I'm not sure in which forum this belongs, but I got myself a Christmas (And possibly beyond) part time job at my local Costa Coffee where I did my work experience!

I'll get to have a go on the coffee machine this time, and possibly even be sent off to be trained properly (I think!), so my home espresso shall dramatically improve.









I start this Saturday, I'll have to try and get on the machine during a quiet period, and let you know what I learn.


----------



## Greenpotterer (Nov 29, 2009)

Well done james must have made a good impression the first time

Gaz


----------



## HLA91 (Jul 16, 2010)

Well done and have fun


----------



## vintagecigarman (Aug 10, 2009)

Congratulations James, nice to know that your work experience has helped! And nice that you get to work one of the machines.


----------



## coffeeman (Mar 20, 2010)

Well done James. Hope you enjoy working on the machine you'll have a lot of fun you'll have to let us/me know what machine you have as costa's have their own made by CMA. I have a 3grp Marrisa and a 2 group Fatura (machine spelling wrong I think)

well done again and good luck


----------



## KopiLuwak (Nov 4, 2010)

Great job james! You seem to be really excited to learn from costa coffee! hope you'll continue to share to the forums here about what you learn. will be looking forward to your future posts. Good luck and have fun!


----------



## BanishInstant (Oct 12, 2009)

Congratulations. We'll have to arrange a forum visit


----------



## sandykt (Dec 3, 2009)

Sounds like winning the lottery to me!!


----------



## Glenn (Jun 14, 2008)

I'm sure you'll do well James

Just remember to try and keep your individuality as much as you can, and always questions convention

Have you seen this?


----------



## SlowRoast (Sep 24, 2010)

Thanks everyone







CoffeeMan - We have a three group Marissa too, there used to be another two group machine, but that disappeared and I haven't seen it since.
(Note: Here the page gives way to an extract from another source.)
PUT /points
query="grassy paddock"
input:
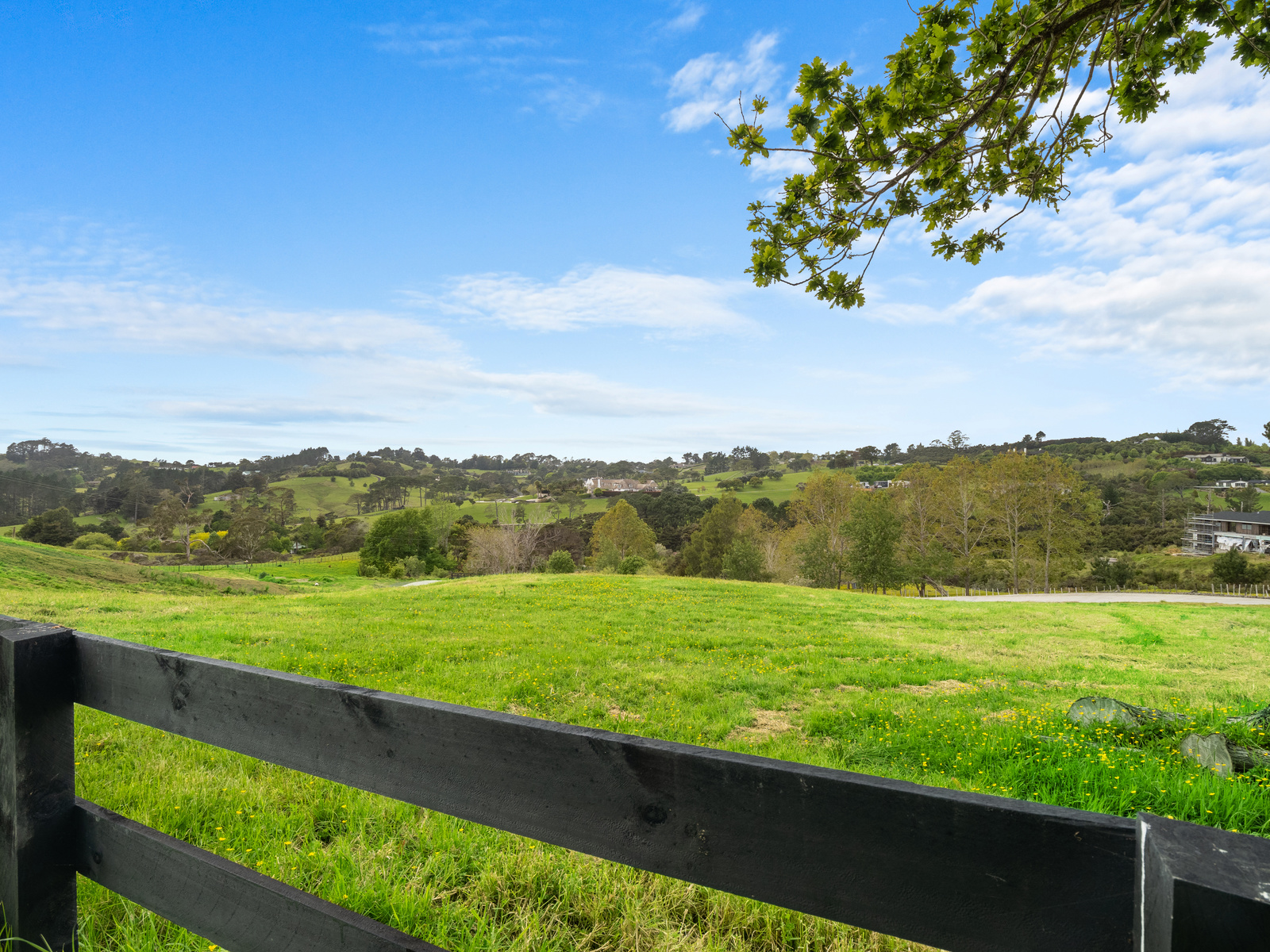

I was certainly smiling like I'd won the lottery, Sandy!

A forum visit would be awesome! I'd reserve (Well, try to) the comfy sofa's for you, that all the customers battle over.









I haven't, Glenn, never knew about that, Costa all the way!


----------



## coffmedi3 (Nov 8, 2010)

Well done slowroast,

so how is it going, get a go on the machines yet???


----------



## awlred (Mar 10, 2009)

Congratulations, great things can start from chains. As Glenn said never take convention as truth. Where abouts are you? I'll try to pop by


----------